It’s always enriching for a writer to hear the experiences of a best-selling author. Just listening to their stories, the inspiration for their books, the routines they follow, provide clues to how to succeed as an author. And when that author is Pulitzer Prize winning author Geraldine Brooks, I have to admit, I’m hanging on every word.
This week I listened as the author of March, Year of Wonders and my favourite, People of the Book, shared snippets of her journey from her time as a foreign correspondent in the Middle East to her latest book Caleb’s Crossing.

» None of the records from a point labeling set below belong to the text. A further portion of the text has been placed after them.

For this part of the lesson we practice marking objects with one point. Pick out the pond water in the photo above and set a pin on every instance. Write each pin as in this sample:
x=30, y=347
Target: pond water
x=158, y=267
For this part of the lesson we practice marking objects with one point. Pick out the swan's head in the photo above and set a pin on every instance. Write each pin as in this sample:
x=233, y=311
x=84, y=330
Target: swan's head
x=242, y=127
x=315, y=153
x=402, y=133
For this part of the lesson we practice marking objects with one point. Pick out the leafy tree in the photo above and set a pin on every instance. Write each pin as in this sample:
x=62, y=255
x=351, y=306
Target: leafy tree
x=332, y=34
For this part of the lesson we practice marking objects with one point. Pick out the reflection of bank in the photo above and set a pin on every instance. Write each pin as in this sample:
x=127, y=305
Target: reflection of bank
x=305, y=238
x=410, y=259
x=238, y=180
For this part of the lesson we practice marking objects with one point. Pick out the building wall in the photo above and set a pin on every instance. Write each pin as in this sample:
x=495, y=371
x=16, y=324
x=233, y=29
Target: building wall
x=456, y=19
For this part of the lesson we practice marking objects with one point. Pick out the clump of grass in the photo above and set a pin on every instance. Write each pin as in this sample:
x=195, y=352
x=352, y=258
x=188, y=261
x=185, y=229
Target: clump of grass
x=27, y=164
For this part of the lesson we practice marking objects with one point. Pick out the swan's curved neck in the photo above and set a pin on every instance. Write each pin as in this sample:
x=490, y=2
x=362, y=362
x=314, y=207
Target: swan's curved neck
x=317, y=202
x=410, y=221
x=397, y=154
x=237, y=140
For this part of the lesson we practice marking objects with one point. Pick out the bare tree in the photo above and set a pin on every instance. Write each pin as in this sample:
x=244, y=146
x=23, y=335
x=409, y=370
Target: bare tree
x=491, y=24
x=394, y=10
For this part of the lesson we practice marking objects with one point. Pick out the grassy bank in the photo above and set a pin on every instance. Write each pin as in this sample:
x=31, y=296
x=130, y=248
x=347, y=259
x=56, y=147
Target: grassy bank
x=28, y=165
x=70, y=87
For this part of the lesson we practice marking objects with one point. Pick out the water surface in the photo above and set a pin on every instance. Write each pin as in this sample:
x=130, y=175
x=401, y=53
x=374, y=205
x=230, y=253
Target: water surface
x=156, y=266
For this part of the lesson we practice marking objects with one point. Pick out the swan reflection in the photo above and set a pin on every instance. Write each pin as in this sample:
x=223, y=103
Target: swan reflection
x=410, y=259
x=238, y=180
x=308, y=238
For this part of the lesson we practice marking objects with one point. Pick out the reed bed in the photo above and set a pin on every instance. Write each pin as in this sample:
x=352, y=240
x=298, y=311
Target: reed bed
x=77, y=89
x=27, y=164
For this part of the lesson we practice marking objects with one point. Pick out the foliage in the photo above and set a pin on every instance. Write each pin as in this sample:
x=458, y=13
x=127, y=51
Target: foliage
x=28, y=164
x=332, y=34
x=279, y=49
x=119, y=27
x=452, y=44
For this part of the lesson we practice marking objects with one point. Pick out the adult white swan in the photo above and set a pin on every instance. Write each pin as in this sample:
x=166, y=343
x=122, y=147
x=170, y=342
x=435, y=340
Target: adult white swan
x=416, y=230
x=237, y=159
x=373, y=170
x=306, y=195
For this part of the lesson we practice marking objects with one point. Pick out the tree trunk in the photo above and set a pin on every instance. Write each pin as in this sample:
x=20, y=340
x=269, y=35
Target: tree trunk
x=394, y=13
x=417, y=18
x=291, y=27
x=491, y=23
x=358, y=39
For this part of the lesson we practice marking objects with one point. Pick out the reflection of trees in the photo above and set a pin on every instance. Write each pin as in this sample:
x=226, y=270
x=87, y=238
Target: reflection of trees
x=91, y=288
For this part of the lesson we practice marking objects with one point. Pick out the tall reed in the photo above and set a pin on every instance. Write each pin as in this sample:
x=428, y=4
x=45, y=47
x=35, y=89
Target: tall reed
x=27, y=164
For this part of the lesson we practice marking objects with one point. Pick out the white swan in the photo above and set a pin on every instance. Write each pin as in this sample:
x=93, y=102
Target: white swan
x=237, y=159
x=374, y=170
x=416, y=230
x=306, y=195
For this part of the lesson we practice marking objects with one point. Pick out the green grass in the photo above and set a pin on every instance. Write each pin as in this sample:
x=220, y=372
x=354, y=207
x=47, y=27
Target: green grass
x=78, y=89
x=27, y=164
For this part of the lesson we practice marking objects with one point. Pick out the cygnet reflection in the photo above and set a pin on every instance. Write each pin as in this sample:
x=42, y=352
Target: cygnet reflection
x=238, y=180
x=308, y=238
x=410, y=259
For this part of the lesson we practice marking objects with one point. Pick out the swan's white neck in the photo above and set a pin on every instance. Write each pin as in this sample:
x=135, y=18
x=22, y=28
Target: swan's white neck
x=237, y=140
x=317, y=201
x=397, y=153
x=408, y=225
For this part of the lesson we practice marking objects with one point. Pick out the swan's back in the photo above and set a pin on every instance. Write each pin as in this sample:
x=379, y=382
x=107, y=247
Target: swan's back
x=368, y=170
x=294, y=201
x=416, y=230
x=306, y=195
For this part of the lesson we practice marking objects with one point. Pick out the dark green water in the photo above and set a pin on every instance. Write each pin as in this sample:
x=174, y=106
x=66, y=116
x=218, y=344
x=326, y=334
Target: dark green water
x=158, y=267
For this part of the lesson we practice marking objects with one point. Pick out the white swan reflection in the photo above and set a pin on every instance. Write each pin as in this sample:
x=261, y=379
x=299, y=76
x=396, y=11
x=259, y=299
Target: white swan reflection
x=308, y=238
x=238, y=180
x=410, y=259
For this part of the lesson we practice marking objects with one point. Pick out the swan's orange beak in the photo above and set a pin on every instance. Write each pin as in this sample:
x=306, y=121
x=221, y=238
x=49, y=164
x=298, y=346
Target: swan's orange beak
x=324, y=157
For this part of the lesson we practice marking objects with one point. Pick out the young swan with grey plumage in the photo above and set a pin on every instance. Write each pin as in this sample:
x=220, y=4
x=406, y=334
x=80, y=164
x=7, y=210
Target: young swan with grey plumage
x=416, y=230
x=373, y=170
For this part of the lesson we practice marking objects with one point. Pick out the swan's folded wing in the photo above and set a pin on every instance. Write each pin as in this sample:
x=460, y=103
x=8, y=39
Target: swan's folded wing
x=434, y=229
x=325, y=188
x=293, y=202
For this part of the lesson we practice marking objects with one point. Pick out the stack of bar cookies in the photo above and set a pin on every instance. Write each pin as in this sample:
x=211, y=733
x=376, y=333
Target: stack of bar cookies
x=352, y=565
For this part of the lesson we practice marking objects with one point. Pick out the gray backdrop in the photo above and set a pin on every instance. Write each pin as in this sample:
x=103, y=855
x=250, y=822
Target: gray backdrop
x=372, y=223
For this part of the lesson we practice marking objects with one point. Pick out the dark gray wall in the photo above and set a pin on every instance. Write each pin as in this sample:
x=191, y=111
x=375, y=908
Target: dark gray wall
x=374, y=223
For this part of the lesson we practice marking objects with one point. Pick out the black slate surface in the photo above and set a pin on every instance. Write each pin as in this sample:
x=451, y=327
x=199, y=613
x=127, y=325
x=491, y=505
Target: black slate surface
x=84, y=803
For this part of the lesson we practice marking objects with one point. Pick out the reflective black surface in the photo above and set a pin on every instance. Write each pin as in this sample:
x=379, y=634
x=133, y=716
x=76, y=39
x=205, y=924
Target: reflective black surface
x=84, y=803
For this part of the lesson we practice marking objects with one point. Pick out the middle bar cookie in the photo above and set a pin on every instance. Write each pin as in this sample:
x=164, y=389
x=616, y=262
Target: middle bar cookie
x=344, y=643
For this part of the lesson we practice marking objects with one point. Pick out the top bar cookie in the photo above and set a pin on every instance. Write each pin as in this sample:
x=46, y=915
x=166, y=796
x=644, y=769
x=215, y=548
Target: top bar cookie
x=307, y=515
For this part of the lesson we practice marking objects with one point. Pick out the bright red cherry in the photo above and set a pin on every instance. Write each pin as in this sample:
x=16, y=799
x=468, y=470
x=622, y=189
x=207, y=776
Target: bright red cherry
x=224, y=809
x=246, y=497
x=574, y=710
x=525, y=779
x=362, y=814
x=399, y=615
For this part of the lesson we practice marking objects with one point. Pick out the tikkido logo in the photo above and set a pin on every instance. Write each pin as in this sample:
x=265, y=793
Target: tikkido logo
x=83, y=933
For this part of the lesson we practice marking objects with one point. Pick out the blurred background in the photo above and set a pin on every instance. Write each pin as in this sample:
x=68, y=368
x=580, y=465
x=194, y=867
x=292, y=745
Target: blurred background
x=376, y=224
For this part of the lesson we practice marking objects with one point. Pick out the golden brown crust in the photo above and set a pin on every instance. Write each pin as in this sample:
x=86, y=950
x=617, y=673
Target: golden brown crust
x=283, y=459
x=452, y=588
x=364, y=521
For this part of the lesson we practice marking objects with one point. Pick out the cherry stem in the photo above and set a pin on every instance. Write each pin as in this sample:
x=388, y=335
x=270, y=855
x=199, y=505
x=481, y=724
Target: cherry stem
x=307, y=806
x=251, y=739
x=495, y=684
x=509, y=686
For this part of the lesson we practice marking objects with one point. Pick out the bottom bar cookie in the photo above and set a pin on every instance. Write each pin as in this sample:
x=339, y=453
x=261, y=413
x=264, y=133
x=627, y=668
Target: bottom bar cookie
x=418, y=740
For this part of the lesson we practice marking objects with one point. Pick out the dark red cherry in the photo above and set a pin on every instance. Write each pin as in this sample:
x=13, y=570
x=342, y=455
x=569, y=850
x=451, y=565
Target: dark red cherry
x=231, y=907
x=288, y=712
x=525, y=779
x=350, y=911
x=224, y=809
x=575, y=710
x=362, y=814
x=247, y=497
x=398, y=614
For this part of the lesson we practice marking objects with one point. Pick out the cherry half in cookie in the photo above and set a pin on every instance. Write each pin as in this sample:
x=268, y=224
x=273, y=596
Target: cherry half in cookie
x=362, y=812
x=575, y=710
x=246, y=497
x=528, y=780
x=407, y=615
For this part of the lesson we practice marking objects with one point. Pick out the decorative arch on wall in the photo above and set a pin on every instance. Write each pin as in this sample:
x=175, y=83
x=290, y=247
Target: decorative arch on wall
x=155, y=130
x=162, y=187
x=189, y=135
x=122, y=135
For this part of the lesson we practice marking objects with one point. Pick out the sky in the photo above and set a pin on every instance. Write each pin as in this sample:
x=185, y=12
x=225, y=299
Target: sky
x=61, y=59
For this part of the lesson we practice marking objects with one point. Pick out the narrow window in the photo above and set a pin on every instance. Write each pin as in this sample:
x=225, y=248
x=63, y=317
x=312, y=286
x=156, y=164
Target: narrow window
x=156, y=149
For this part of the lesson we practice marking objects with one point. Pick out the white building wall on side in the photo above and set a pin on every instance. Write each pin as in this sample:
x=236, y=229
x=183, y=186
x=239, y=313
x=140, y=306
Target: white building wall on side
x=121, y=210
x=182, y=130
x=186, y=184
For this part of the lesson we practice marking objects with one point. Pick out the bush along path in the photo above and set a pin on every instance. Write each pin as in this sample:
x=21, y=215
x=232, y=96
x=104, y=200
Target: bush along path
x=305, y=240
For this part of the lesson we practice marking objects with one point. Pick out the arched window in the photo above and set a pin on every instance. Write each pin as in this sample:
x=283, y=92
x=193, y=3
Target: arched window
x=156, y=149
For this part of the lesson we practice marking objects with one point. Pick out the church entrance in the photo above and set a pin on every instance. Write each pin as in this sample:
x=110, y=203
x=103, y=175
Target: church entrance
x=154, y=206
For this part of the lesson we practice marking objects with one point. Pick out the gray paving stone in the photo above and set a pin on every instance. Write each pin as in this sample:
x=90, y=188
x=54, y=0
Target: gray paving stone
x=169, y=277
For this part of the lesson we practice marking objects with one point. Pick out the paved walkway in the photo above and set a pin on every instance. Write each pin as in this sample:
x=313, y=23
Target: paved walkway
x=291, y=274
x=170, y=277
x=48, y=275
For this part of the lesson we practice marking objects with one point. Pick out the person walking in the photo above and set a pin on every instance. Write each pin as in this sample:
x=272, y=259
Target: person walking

If you haven’t read Caleb’s Crossing, the book is about the first Native American to graduate from Harvard. Yet, the story is told by a young Puritan girl who befriends him. So, why did Brooks choose Bethia Mayfield as the narrator? Apparently, that’s the voice she heard when she was researching her story. As Geraldine Brooks puts it: she wouldn’t be so presumptuous as to try to write a first person account in Caleb’s voice. But she was able to write a convincing story in Bethia’s voice from the shreds of evidence that remain of colonial life in North America in the 17th century.
How wonderful to have a voice emerge from the archives, but as Brooks admits – if she can’t hear a voice, she doesn’t have a story. And that’s an important point. The voice is a crucial element of storytelling – a fresh, credible voice can make a novel, a clichéd, contrived one can break it.
When I wrote the Hazard River adventure series, I used the voice of a ten-year-old boy. It wasn’t hard to hear the voice – he was yapping away in the background. My own sons inspired the characters in the series as well as the adventures. I faithfully followed the advice: write what you know.
I shared the inspiration for the Hazard River series at a festival for young writers and readers earlier in the week. The aptly named Voices on the Coast is a celebration of storytelling on the Sunshine Coast in Queensland. I was there to help inspire the next generation of writers, but the process works both ways. It’s hard not to be energized by students who are so enthusiastic and talented – bubbling with imagination and ambition. I am inspired to get back to a half finished story on my computer, follow the voices and find out how it ends.
I better get on with it or the voices I’ll be hearing will be those asking for help with Maths homework and questioning what’s for dinner.